A Verde aponta que o cenário no Brasil segue volátil, tônica que se observa desde a semana subsequente ao fim da eleição, e que o governo do presidente Luiz Inácio Lula da Silva parece adotar um modus operandi que lembra frase de Azeredo Silveira, citada por Elio Gaspari: “Tem gente que atravessa a rua para escorregar na casca de banana que está na outra calçada, com declarações absolutamente estapafúrdias sobre os mais variados temas, mas especialmente aqueles que dizem respeito à economia”.
Para o time de gestão dos multimercados da Verde, liderados por Luis Stuhlberger e Luiz Parreiras, o país tem uma situação fiscal e de endividamento que inspira cuidados, “mas os arroubos de vários ministros solapam diariamente a confiança que o setor privado necessita para investir e ajudar o país a crescer. Tal fórmula já foi testada nos governos Dilma e sabidamente levou a um desastre”.

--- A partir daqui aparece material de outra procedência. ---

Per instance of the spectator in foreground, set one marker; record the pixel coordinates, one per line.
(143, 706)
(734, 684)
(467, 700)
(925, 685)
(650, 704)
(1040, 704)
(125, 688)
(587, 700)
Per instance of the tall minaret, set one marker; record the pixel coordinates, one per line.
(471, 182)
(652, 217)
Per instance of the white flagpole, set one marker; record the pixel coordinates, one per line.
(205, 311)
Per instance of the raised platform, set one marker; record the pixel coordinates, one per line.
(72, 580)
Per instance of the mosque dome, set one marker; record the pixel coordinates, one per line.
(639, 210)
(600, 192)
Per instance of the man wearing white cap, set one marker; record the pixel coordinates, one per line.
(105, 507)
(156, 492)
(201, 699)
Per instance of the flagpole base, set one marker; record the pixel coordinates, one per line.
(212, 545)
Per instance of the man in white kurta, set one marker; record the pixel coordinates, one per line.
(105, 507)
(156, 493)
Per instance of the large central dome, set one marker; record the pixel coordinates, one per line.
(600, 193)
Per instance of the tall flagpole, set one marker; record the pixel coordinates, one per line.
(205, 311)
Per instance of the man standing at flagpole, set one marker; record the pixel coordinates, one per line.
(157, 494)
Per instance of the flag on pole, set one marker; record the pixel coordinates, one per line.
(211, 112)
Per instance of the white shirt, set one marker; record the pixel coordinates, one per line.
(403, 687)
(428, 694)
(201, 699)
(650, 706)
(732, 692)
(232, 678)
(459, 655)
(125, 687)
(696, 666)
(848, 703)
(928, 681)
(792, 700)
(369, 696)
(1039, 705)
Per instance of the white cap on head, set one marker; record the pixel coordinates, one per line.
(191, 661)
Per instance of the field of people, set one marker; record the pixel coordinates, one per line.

A equipe da Verde lembra que o ponto de partida hoje é substancialmente pior do que em 2010, mas parece não haver reconhecimento disso. Entende que todo novo governo passa por uma fase de transição porque o mercado não tem histórico suficiente para distinguir ruído de sinal, e trata toda informação nova como relevante. “Com mais alguns meses, ficará claro quem são os interlocutores que de fato sinalizam quais políticas públicas serão adotadas, e quem são apenas irrelevantes.”
Nesse meio tempo, a gestão diz tentar operar contra os exageros, aumentando risco em bolsa e real nos momentos de estresse, como nas últimas semanas, e “reduzindo risco quando o silêncio impera e o cenário global se sobrepõe”.
Para a Verde, o contexto global continua bastante favorável ao Brasil, especialmente pela “surpreendente velocidade de reabertura da economia chinesa, com consequente melhora de preços para várias commodities, com exceção, que esperamos temporária, do petróleo”. Além disso, a gestora destaca que a economia americana dá sinais de arrefecimento da inflação, tirando pressão incremental das taxas de juros globais. “Esse pano de fundo tende a ser favorável para mercados emergentes, o que só reforça a visão da enorme oportunidade que está sendo desperdiçada por todo ruído e prêmio de risco adicional gerados pelo novo governo.”
O fundo manteve exposição na bolsa brasileira, assim como a parcela vendida (apostando na queda) na bolsa americana via opções. Segura ainda posição comprada em inflação implícita no Brasil, e pequena posição aplicada em juro real. Tem exposição tomada (apostando na alta) em juros na Europa. Segue comprado em ouro e petróleo, e vendido no euro contra compra de real. As posições em crédito tanto no mercado local quanto em high yield americano foram mantidas.
O multimercado Verde, de Stuhlberger, teve valorização de 0,93% em dezembro e acumulou em 2022 ganhos de 15,93%, ante 12,4% do CDI.
O grande destaque do fundo foi o portfólio de renda fixa, especialmente as posições tomadas em juro nos EUA e Europa, além da compra de inflação implícita no Brasil e os livros de crédito local e offshore. Também trouxeram frutos a posição comprada em petróleo, as proteções de bolsa global, e os livros de trading.
Do lado negativo, a carteira de ações no Brasil foi o detrator relevante do fundo no ano. “Conforme 2023 começa, temos um time de gestão forte e motivado para entregar excelentes retornos ajustados ao risco.”